2.3. Physics-Informed Prediction

To predict the glass transition behavior of the PU system based on experimental DSC data and MD simulation results, GPR was employed as a bridging framework to fit the target T_g curve [17,18]. In this approach, T_g (α) data obtained from experiments and MD simulations were used as training inputs, guided by the physically motivated DiBenedetto equation as a prior constraint.

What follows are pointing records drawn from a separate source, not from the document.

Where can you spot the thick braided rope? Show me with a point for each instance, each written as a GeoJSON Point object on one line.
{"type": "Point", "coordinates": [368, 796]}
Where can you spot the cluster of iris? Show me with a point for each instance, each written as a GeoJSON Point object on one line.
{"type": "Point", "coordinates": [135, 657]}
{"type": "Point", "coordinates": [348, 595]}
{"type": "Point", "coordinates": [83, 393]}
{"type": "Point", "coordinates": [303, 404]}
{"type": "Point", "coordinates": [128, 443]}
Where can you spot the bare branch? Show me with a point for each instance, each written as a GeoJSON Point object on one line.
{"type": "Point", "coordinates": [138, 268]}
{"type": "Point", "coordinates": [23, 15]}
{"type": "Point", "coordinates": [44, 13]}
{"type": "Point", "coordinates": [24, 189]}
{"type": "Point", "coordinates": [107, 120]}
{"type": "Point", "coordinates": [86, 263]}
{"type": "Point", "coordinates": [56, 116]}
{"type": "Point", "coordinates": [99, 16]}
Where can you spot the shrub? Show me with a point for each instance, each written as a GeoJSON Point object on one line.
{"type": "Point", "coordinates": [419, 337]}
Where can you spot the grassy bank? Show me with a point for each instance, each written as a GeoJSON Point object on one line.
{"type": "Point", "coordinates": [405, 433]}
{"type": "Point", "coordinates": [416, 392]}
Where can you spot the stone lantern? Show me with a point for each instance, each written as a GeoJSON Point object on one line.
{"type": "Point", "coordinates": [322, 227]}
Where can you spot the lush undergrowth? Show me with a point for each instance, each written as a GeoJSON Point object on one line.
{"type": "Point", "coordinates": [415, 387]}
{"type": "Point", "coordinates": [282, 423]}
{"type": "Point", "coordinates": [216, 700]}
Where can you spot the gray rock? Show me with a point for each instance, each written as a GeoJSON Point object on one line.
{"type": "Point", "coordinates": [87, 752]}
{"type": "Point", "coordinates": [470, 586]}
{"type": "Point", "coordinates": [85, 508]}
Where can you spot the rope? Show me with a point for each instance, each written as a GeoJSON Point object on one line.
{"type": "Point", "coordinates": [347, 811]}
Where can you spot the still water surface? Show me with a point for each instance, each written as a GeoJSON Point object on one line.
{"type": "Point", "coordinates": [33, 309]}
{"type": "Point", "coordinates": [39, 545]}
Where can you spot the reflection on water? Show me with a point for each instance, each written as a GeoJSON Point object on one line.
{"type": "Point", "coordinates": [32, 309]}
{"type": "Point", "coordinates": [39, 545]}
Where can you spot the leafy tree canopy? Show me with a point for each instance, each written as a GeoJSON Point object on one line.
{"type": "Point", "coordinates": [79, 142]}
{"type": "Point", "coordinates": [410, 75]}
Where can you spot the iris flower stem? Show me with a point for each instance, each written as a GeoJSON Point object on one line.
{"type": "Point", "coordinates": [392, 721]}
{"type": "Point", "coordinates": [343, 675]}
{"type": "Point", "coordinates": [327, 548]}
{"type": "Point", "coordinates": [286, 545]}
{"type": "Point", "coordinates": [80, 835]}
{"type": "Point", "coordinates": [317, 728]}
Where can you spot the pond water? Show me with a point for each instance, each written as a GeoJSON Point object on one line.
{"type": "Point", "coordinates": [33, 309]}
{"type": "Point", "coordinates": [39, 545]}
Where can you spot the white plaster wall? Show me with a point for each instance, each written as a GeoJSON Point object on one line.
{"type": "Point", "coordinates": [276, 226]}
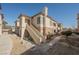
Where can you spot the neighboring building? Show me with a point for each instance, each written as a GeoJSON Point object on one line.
{"type": "Point", "coordinates": [40, 23]}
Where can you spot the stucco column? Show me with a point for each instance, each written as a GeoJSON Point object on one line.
{"type": "Point", "coordinates": [0, 24]}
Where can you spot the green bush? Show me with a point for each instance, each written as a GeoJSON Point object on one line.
{"type": "Point", "coordinates": [76, 33]}
{"type": "Point", "coordinates": [67, 33]}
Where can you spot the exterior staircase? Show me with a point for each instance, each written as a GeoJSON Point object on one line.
{"type": "Point", "coordinates": [35, 34]}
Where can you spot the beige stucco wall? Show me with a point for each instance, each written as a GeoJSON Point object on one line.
{"type": "Point", "coordinates": [0, 24]}
{"type": "Point", "coordinates": [48, 27]}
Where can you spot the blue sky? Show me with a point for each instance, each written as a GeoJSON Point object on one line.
{"type": "Point", "coordinates": [63, 13]}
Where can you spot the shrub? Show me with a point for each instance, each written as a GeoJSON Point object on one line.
{"type": "Point", "coordinates": [67, 33]}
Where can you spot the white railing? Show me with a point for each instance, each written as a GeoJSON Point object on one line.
{"type": "Point", "coordinates": [34, 35]}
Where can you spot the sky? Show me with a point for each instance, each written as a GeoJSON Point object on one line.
{"type": "Point", "coordinates": [65, 13]}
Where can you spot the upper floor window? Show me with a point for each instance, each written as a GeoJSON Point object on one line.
{"type": "Point", "coordinates": [38, 20]}
{"type": "Point", "coordinates": [50, 23]}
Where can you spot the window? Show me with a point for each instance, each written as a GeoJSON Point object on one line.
{"type": "Point", "coordinates": [38, 20]}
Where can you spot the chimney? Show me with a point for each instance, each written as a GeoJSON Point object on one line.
{"type": "Point", "coordinates": [45, 11]}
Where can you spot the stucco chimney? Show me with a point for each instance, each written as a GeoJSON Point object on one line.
{"type": "Point", "coordinates": [45, 11]}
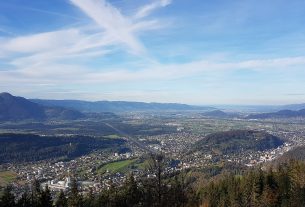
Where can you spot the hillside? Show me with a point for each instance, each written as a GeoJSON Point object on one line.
{"type": "Point", "coordinates": [18, 108]}
{"type": "Point", "coordinates": [28, 147]}
{"type": "Point", "coordinates": [235, 141]}
{"type": "Point", "coordinates": [280, 114]}
{"type": "Point", "coordinates": [14, 108]}
{"type": "Point", "coordinates": [297, 153]}
{"type": "Point", "coordinates": [118, 106]}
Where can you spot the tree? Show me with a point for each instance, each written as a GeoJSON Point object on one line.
{"type": "Point", "coordinates": [61, 200]}
{"type": "Point", "coordinates": [75, 199]}
{"type": "Point", "coordinates": [45, 198]}
{"type": "Point", "coordinates": [8, 198]}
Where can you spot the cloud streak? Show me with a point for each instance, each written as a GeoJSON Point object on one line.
{"type": "Point", "coordinates": [149, 8]}
{"type": "Point", "coordinates": [110, 19]}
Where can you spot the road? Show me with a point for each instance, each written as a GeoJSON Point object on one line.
{"type": "Point", "coordinates": [132, 140]}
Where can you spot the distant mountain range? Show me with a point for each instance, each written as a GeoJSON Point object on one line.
{"type": "Point", "coordinates": [219, 114]}
{"type": "Point", "coordinates": [280, 114]}
{"type": "Point", "coordinates": [14, 108]}
{"type": "Point", "coordinates": [119, 106]}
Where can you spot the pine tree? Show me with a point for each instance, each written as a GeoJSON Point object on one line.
{"type": "Point", "coordinates": [8, 198]}
{"type": "Point", "coordinates": [75, 199]}
{"type": "Point", "coordinates": [45, 198]}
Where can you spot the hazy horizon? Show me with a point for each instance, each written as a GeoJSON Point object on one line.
{"type": "Point", "coordinates": [167, 51]}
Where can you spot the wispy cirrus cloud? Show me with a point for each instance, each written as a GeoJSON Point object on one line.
{"type": "Point", "coordinates": [112, 21]}
{"type": "Point", "coordinates": [109, 30]}
{"type": "Point", "coordinates": [149, 8]}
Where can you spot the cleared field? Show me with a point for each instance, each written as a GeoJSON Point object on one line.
{"type": "Point", "coordinates": [119, 166]}
{"type": "Point", "coordinates": [7, 177]}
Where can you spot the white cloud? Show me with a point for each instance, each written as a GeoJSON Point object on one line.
{"type": "Point", "coordinates": [40, 42]}
{"type": "Point", "coordinates": [110, 19]}
{"type": "Point", "coordinates": [149, 8]}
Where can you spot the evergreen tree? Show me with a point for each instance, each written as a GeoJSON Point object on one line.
{"type": "Point", "coordinates": [75, 199]}
{"type": "Point", "coordinates": [45, 198]}
{"type": "Point", "coordinates": [8, 198]}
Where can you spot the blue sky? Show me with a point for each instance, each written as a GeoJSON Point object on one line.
{"type": "Point", "coordinates": [197, 52]}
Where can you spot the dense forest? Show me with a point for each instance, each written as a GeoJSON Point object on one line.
{"type": "Point", "coordinates": [28, 147]}
{"type": "Point", "coordinates": [280, 186]}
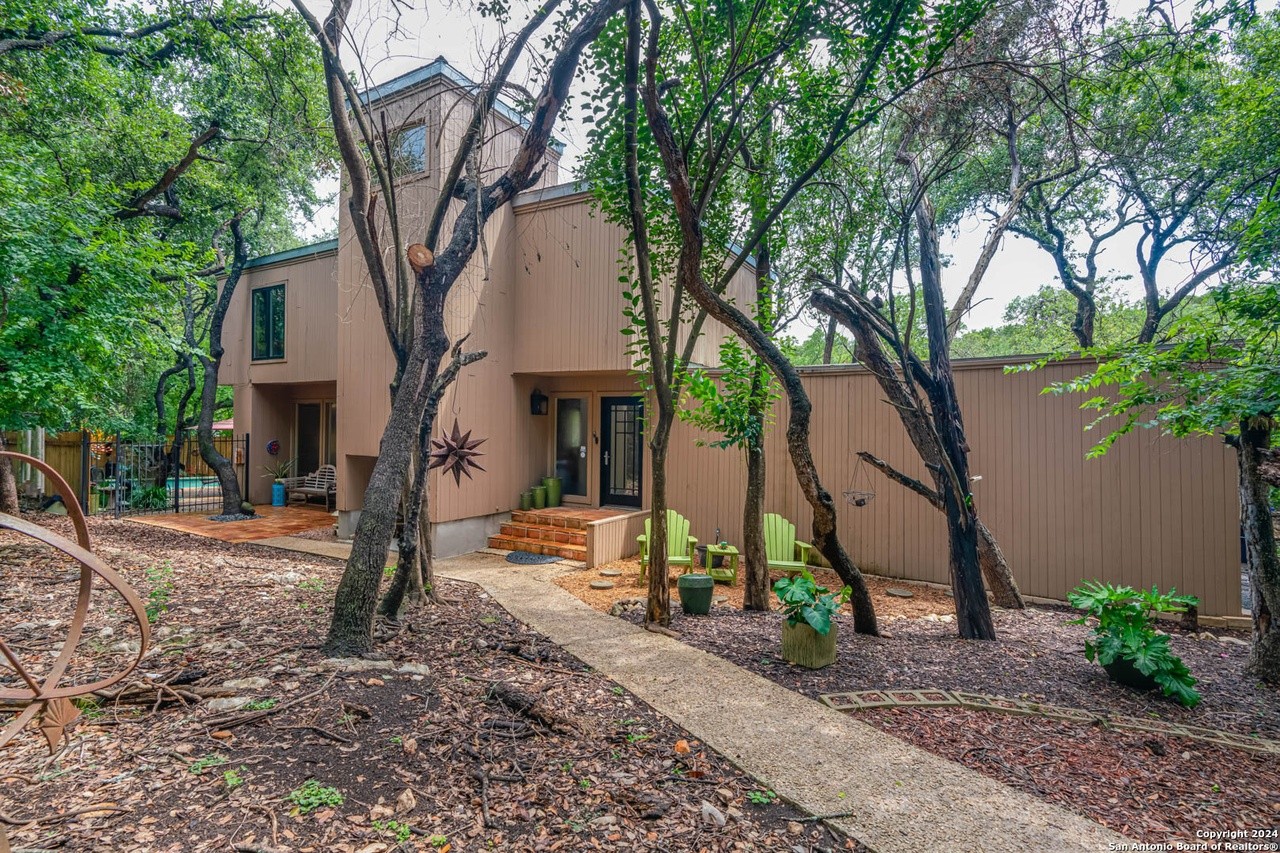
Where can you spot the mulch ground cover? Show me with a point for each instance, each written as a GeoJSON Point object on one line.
{"type": "Point", "coordinates": [466, 733]}
{"type": "Point", "coordinates": [924, 601]}
{"type": "Point", "coordinates": [1147, 787]}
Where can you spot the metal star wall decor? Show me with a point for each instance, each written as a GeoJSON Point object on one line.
{"type": "Point", "coordinates": [456, 452]}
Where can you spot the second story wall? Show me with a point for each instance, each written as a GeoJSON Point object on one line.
{"type": "Point", "coordinates": [310, 302]}
{"type": "Point", "coordinates": [568, 299]}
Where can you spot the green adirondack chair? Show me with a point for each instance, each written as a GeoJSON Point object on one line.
{"type": "Point", "coordinates": [781, 547]}
{"type": "Point", "coordinates": [680, 544]}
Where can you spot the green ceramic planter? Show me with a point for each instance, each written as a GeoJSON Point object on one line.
{"type": "Point", "coordinates": [695, 593]}
{"type": "Point", "coordinates": [553, 488]}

The DiBenedetto relationship is given by Eq. 1[29]:

$$T_g\left(\alpha \right)=T_{g0}+\left(T_{g\infty }-T_{g0}\right){\displaystyle \frac{\lambda \alpha }{1-\left(1-\lambda \right)\alpha }}$$

(1)

The outputs of this model include the DiBenedetto parameter (λ), a continuous T_g – α relationship, and the associated data uncertainty. To enable smooth and continuous material property prediction, a Matérn kernel was selected [30]. A constant term was introduced to provide additional flexibility, and the kernel was combined with a noise term to account for random noise arising from experimental measurements and MD fluctuations [31]. The Matérn kernel function can be expressed as in Eq. 2 and the final kernel function presented by Eq. 3:

$$k\left(x_i,x_j\right)={\displaystyle \frac{1}{\mathsf{\Gamma }\left(v\right)2^{v-1}}}\left({\displaystyle \frac{\sqrt{2v}}{l}}d\left(x_i,x_j\right)\right)X{K}_v\left({\displaystyle \frac{\sqrt{2v}}{l}}d\left(x_i,x_j\right)\right)$$

(2)

where d(x_i, x_j) is the Euclidean distance, K_v is a modified Bessel function, ε is noise and Γ is the gamma function; $v$ is the smoothness parameter controlling the differentiability of the Matérn kernel; $l$ is length scale parameter.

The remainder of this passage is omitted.